İlgili kanun ve yasalar kapsamında geçerli bir senette olması gereken şartları taşımayan belgelere sahte senet denilmektedir.

Belgede sahtecilik suçunun konusunu bir kambiyo senedinin oluşturması halinde Türk Ceza Kanunu uyarınca resmi belgede sahtecilik suçuna ilişkin hükümler uygulama alanı bulmaktadır.

Türk Ceza Kanunu’nun 210. Maddesine göre,

“Madde 210- (1) Özel belgede sahtecilik suçunun konusunun, emre veya hamile yazılı kambiyo senedi, emtiayı temsil eden belge, hisse senedi, tahvil veya vasiyetname olması halinde, resmi belgede sahtecilik suçuna ilişkin hükümler uygulanır.

(2) Gerçeğe aykırı belge düzenleyen tabip, diş tabibi, eczacı, ebe, hemşire veya diğer sağlık mesleği mensubu, üç aydan bir yıla kadar hapis cezası ile cezalandırılır. Düzenlenen belgenin kişiye haksız bir menfaat sağlaması ya da kamunun veya kişilerin zararına bir sonuç doğurucu nitelik taşıması halinde, resmi belgede sahtecilik hükümlerine göre cezaya hükmolunur.”

İlgili bu madde dolayısıyla kambiyo senetleri üzerinde tahrifat yapılması halinde Türk Ceza Kanunu’nda düzenlenen resmi belgede sahtecilik suçu oluşacaktır.

Resmi Belgede Sahtecilik Suçu ise Türk Ceza Kanunu’nun 204. Maddesinde açıkça düzenlenmiştir. İlgili bu kanuna göre,

“(1) Bir resmi belgeyi sahte olarak düzenleyen, gerçek bir resmi belgeyi başkalarını aldatacak şekilde değiştiren veya sahte resmi belgeyi kullanan kişi, iki yıldan beş yıla kadar hapis cezası ile cezalandırılır.

(2) Görevi gereği düzenlemeye yetkili olduğu resmi bir belgeyi sahte olarak düzenleyen, gerçek bir belgeyi başkalarını aldatacak şekilde değiştiren, gerçeğe aykırı olarak belge düzenleyen veya sahte resmi belgeyi kullanan kamu görevlisi üç yıldan sekiz yıla kadar hapis cezası ile cezalandırılır.

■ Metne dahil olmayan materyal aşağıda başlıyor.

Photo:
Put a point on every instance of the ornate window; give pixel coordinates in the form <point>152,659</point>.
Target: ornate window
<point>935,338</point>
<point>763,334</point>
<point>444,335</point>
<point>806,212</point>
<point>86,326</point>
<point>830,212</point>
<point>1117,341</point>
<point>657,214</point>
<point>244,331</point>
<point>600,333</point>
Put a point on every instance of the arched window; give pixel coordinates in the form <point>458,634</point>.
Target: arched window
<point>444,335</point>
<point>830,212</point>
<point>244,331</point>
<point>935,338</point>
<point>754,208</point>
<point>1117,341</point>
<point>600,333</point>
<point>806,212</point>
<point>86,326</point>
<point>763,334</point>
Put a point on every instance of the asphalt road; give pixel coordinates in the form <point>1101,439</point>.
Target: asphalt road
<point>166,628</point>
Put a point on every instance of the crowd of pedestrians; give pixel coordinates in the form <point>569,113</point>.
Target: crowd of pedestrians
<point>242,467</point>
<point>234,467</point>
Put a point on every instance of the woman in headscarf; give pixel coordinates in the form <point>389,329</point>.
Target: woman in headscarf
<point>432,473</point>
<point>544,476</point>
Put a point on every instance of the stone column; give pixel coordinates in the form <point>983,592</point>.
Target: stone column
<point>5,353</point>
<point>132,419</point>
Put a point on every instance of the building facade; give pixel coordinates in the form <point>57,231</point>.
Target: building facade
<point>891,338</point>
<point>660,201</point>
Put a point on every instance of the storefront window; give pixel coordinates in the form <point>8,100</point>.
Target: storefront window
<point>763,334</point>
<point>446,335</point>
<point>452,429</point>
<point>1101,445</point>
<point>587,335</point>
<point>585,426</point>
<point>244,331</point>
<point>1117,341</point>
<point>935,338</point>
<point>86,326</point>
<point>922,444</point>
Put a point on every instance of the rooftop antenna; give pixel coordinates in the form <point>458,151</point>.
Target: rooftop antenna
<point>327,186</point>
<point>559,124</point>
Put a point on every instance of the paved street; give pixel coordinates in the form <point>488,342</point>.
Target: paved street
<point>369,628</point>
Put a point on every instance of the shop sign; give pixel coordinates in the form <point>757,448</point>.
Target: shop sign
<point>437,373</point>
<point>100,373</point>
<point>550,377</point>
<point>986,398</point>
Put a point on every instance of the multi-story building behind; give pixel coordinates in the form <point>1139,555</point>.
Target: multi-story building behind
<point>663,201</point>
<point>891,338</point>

(3) Resmi belgenin, kanun hükmü gereği sahteliği sabit oluncaya kadar geçerli olan belge niteliğinde olması halinde, verilecek ceza yarısı oranında artırılır.”

Senette sahtecilik suçunun unsurları bakımından Yargıtay 11. Ceza Dairesi değerlendirmesini inceleyecek olursak,

“Sanığın, alacaklısı olduğu senede ilişkin borçlu tarafından tarafına farklı zamanlarda yapılan kısmi ödemeleri senet üzerine not almasına rağmen daha sonra bu notları silerek senedi kalan borç miktarından fazla olarak icra takibine koymak suretiyle resmi belgede sahtecilik suçunu işlediğinin iddia olunduğu olayda; dosya kapsamından senet ve senede bağlı borca ilişkin bir itiraz ile senedin zorunlu unsurlarında herhangi bir tahrifat, silinti veya kazıntı bulunmadığının anlaşılması karşısında; senetin ön yüzünde evvelce kurşun kalemle yazılı bulunduğu tespit edilen tek başına bir anlam ifade etmeyen rakamların silinmesinin de resmi belgece sahtecilik suçunu oluşturmayacağı, senedin arka yüzünde temyiz dışı sanık …‘a ait cironun da bizzat kendisi tarafından yazılıp karalanması nedeniyle bu yönden de senet üzerinde bir sahtecilik mevcut olmadığı gözetilmeden, atılı suçtan sanığın beraati yerine, eksik araştırma ve inceleme ile mahkumiyetine karar verilmesi, bozma nedenidir.” (2021/6016 K.)